The research, published in the journal PNAS on Monday, assessed 1,000 fossilised dinosaur eggs and eggshells from the Shanyang Basin in central China, and found that dinosaurs were not very diverse before their extinction during the last part of the Cretaceous era about 100-66 million years ago (mya).

In the study, scientists, including those from the Chinese Academy of Sciences created a timeline of about 2 million years at the end of the Cretaceous era – the period right before the extinction of dinosaurs.

They found a decline in dinosaur diversity based on the Shanyang Basin data.

Citing an example, researchers say the 1,000 dinosaur egg fossils collected from the basin represent only three different dinosaur species: Macroolithus yaotunensis, Elongatoolithus elongatus, and Stromatoolithus pinglingensis.

Two of the three dinosaur egg species are from a group of toothless dinosaurs known as oviraptors, while the other is from the plant-eating hadrosaurid group, the study found.

Tyrannosaurs and sauropods also likely lived in the area between about 66.4 and 68.2 million years ago, scientists say.

Based on the analysis, researchers say there was a low diversity of dinosaur species in central China for the last 2 million years before the mass extinction.

The findings, according to the scientists, suggest that dinosaurs were in decline globally before the Cretaceous/Paleogene extinction event that wiped them out.

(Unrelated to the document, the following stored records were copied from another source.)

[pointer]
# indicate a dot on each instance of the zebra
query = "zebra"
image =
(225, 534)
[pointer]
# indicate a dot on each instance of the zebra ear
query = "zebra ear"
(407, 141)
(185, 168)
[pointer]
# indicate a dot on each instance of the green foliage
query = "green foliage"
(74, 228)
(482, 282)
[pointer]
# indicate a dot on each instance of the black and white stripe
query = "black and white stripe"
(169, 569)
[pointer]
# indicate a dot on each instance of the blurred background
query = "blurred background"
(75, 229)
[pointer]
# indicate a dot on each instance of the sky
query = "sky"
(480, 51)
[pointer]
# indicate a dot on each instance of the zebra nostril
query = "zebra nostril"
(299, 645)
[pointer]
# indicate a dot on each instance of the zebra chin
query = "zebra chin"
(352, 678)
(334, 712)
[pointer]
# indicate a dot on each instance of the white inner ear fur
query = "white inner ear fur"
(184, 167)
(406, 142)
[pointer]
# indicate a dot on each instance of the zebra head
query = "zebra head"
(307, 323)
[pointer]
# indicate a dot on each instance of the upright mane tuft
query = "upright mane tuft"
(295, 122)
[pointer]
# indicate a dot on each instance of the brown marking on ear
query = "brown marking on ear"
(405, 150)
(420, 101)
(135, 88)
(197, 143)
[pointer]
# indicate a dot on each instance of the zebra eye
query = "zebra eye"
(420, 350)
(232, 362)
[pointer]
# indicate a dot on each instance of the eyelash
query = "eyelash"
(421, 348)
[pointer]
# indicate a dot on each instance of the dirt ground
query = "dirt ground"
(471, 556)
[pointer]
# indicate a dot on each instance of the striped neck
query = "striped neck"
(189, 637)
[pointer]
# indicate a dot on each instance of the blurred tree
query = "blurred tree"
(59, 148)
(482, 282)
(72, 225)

“Our results demonstrate low dinosaur biodiversity during the last 2 million y of the Cretaceous, and those data indicate a decline in dinosaur biodiversity millions of years before the Cretaceous/Paleogene boundary,” scientists wrote in the study.

Researchers speculate that factors like global climate fluctuations as well as massive volcanic eruptions such as from the Deccan Traps in India may have already led to long-term decline in dinosaur diversity through the end of the Cretaceous Period and sustained low number of dinosaur lineages for the last few million years.

These factors, they suspect, led to ecosystem-wide instability and primed the surviving species to mass extinction linked to the asteroid impact.

“The end-Cretaceous catastrophic events, such as the Deccan Traps and bolide impact, probably acted on an already vulnerable ecosystem and led to nonavian dinosaur extinction,” scientists noted.